オルランドが通された居間は、やはりごく普通のありきたりな部屋だった。これと言って特徴的な調度品もなければ、目を惹くような奇特な物がある訳でもない。ただ、それが逆にオルランドには違和感を覚えさせた。マルガレタは大司教と何らかの繋がりがあるから手紙を送られたのだが、マルガレタの家はあまりアルテミジア正教らしい雰囲気が感じられないのだ。宗教都市と呼ばれるほどアルテミジア正教の信仰が盛んな街にも関わらず、宗教画やロザリオが一つも見当たらない。普通は最低限でも聖典の一冊も目立つ所に置いているはずなのだ。
マルガレタはアルテミジア正教を信仰していないのだろうか? もしくはそれ以前に、信仰する宗教そのものが無いのかも知れない。

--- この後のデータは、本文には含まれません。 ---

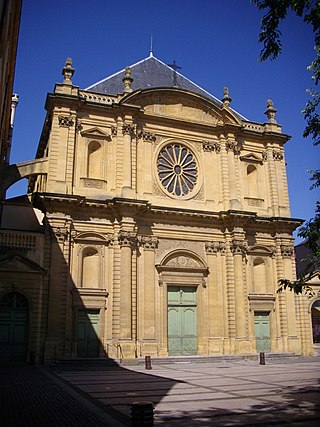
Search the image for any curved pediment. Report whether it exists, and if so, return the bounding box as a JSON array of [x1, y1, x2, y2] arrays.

そんな事を考えつつ、やがてマルガレタが用意したお茶をゆっくりと味わって飲んだ。
「オルランドさんだったかしら。あなたは、アルテミジア正教の信徒ではないのかしら?」
マルガレタが唐突にそんな事を訊ねてきた。
「ええ、私は新教の方です。今回はちょっとした事で頼まれただけでして。ああ、私は親の金で旅をしている放蕩息子なので、別に忙しく無いんですよ」
「そう。でしたら、これはそういう事かしらね」
そうマルガレタは、いつの間にか開封していた封筒から便箋を取り出し、その中身がオルランドへ見えるように向けた。
「えっ……?」
手紙を見たオルランドは眉間にシワを寄せて訝しい表情を浮かべる。マルガレタの示した手紙は、何の文章もないただの白紙だったからだ。
「その様子ですとオルランドさんは、私の事をご存知ないのでしょうね。それなのにここへ寄越されたという事は、何か私に訊きたい事がおありなのでは?」
「いや、その……。あなたの事は本当に何も知らなくて。確かに私には色々調べている事があるんですけれど、それがマルガレタさんとどう繋がっているかは、その」
「何もご存知ないのであれば、こう話せば多少は話しやすくなるでしょう」
マルガレタは白紙の手紙を小さく手の中で丸め、どこか憎々しげな雰囲気を見せながらくずかごへ捨てた。
「私は、魔王の母です」
「……はい? いえ、その、魔王とはあの?」
「そうです。世界中で戦争を繰り広げたあの魔王です」
魔王の母親。オルランドは、彼女の意外な素性に困惑する。果たして本気で言っているのか。それがまず思い浮かんだ言葉だった。あの魔王に母親がいたとしても、それは大して不思議ではないが、魔王の身内がアルテミジア正教の総本部のお膝元に住んでいる事は少々不自然ではないだろうか。しかし騙りであるなら、大司教がわざわざこんな回りくどい紹介をする理由もない。なら彼女は本当に本物の魔王の母親なのだろうか。
「あの、本当に本物なのですね……?」
「ええ、信じがたいでしょうが、事実です」
「でしたら、どうしてこんな所に住んでいるのですか? アルテミジア正教は、魔王に非難声明を出すような関係ですけれど」
「母親が息子の肩を持つ事がそんなにおかしいでしょうか?」
はっきりと断言するマルガレタ。その迷いのない彼女の眼差しに、オルランドは彼女が嘘偽りを述べていない事をようやく確信する。
「今の時代、親子でも理由があれば殺し合いなんて普通にあります。息子が魔王になるなんて、それは縁を切る理由にはならなかったのですか?」
「最初は流石に驚き悩みました。ですが、あの子の真意が分かってからはひたすら信じる事にしましたから」
「真意?」
「ええ、そうです。あの子はそもそも魔王だなんて呼ばれるような存在ではありません。アルテミジア正教が勝手にそう呼ぶようになっただけです。ですから私は、あの時から新教へ改宗しました」
この街で、正教から新教へ改宗するなど並大抵の事情ではない。つまり彼女は単なる親子の情愛だけでなく、息子である魔王に対して何らかの正当性を感じているのだろうか。